Par ailleurs, quelle est votre position par rapport à la notion de « droit à la santé », qui fait partie de nos revendications ?

- Nous voici au coeur d'un problème extrêmement intéressant. Lorsque le système de Sécurité sociale que nous connaissons aujourd'hui a été mis en place sur une grande échelle, il existait une sorte de consensus plus ou moins explicite et en grande partie muet sur ce qu'on pouvait appeler les « besoins de santé ». C'était, en somme, le besoin de parer à des « accidents », c'est-à-dire à des écarts invalidants liés à la maladie comme à des handicaps congénitaux ou acquis.

A partir de là, deux processus se sont déroulés. D'un côté, une accélération technique de la médecine, qui a accru son pouvoir thérapeutique mais beaucoup plus vite encore sa capacité d'examen et d'analyse. D'un autre côté, une croissance de la demande de santé manifestant le fait que le besoin de santé (tel, du moins, qu'il est éprouvé) n'a pas de principe de limitation.

En conséquence, il n'est pas possible de fixer objectivement un seuil théorique et pratique, valable pour tous, à partir duquel on pourrait dire que les besoins de santé sont entièrement et définitivement satisfaits.

La question du droit apparaît particulièrement épineuse dans ce contexte. Je voudrais faire quelques remarques simples.

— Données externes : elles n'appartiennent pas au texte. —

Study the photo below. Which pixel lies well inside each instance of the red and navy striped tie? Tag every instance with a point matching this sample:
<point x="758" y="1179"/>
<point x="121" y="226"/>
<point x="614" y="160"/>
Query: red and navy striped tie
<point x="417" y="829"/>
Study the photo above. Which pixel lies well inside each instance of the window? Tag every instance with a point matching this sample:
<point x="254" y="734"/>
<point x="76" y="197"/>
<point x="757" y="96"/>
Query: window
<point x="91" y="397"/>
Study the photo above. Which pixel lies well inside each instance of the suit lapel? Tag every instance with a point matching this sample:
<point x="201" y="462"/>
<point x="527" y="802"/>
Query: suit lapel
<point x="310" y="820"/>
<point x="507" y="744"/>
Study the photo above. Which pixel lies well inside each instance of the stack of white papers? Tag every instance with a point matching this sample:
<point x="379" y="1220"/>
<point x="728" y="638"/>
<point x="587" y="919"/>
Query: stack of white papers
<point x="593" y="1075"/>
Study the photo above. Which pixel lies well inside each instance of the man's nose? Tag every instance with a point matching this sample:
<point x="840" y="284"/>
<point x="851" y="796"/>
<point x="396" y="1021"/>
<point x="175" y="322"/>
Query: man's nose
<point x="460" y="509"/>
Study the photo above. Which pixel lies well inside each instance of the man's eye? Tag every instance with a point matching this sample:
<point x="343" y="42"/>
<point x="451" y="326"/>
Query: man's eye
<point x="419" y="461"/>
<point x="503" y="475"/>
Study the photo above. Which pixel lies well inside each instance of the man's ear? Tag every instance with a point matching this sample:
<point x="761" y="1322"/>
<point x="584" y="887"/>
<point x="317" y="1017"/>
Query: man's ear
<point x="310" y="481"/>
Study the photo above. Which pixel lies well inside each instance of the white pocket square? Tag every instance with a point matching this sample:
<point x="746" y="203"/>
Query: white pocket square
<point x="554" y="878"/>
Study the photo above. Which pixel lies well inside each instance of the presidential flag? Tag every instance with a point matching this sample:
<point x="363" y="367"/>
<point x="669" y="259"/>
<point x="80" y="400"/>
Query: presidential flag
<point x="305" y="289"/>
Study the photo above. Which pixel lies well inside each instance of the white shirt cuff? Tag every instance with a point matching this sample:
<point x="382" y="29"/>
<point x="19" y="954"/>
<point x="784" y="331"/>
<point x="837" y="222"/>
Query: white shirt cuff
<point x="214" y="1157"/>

Il est clair qu'il n'y a guère de sens à parler du « droit à la santé ». La santé - la bonne santé - ne peut relever d'un droit ; la bonne et la mauvaise santé, quels que soient les critères grossiers ou fins qu'on utilise, sont des faits : des états de choses et aussi des états de conscience. Et même si on corrige aussitôt en faisant remarquer que la frontière qui sépare la santé de la maladie est pour une part définie par la capacité des médecins de reconnaître une maladie, par le type d'existence ou d'activité du sujet, et par ce qui dans une culture est reconnu ou non comme maladie, cette relativité n'empêche pas qu'il n'y a pas de droit à être de ce côté-ci ou de ce côté-là de la ligne de partage.

En revanche, on peut avoir droit à des conditions de travail qui n'augmentent pas de façon significative les risques de maladie ou de handicaps divers. On peut avoir droit aussi à des réparations, à des soins et à des dommages lorsqu'un accident de santé peut relever d'une façon ou d'une autre de la responsabilité d'une autorité.

Mais là n'est pas le problème actuel. Il est, je crois, celui-ci : une société doit-elle chercher à satisfaire par des moyens collectifs le besoin de santé des individus ? Et ceux-ci peuvent-ils légitimement revendiquer la satisfaction de ces besoins ?

Il semble - si ces besoins sont susceptibles de croître indéfiniment - qu'une réponse positive à cette question serait sans traduction pratique acceptable ou même envisageable. En revanche, on peut parler de « moyens de santé » ; et par là, il faut entendre non pas simplement les installations hospitalières et les médicaments, mais tout ce dont une société peut disposer à un moment donné pour effectuer les corrections et les ajustements de santé dont on est techniquement capable. Ces moyens de santé définissent une ligne mobile - celle-ci résulte des capacités techniques de la médecine, des capacités économiques d'une collectivité et de ce qu'une société veut consacrer comme ressources et comme moyens à la santé. Et on peut définir le droit d'accès à ces moyens de santé. Droit qui se présente sous différents aspects. Il y a le problème de l'égalité de tous devant cet accès - problème auquel il est facile de répondre en principe, bien qu'il ne soit pas toujours facile pratiquement d'assurer cette égalité. Il y a le problème de l'accès indéfini à ces moyens de santé ; là, il ne faut pas se faire d'illusions : le problème n'a sans doute pas de solution théorique ; l'important est de savoir par quel arbitrage toujours souple, toujours provisoire les limites de cet accès seront définies. Il faut garder à l'esprit que ces limites ne peuvent pas être établies une fois pour toutes par une définition médicale de la santé ni par la notion de « besoins de santé » énoncée comme un absolu.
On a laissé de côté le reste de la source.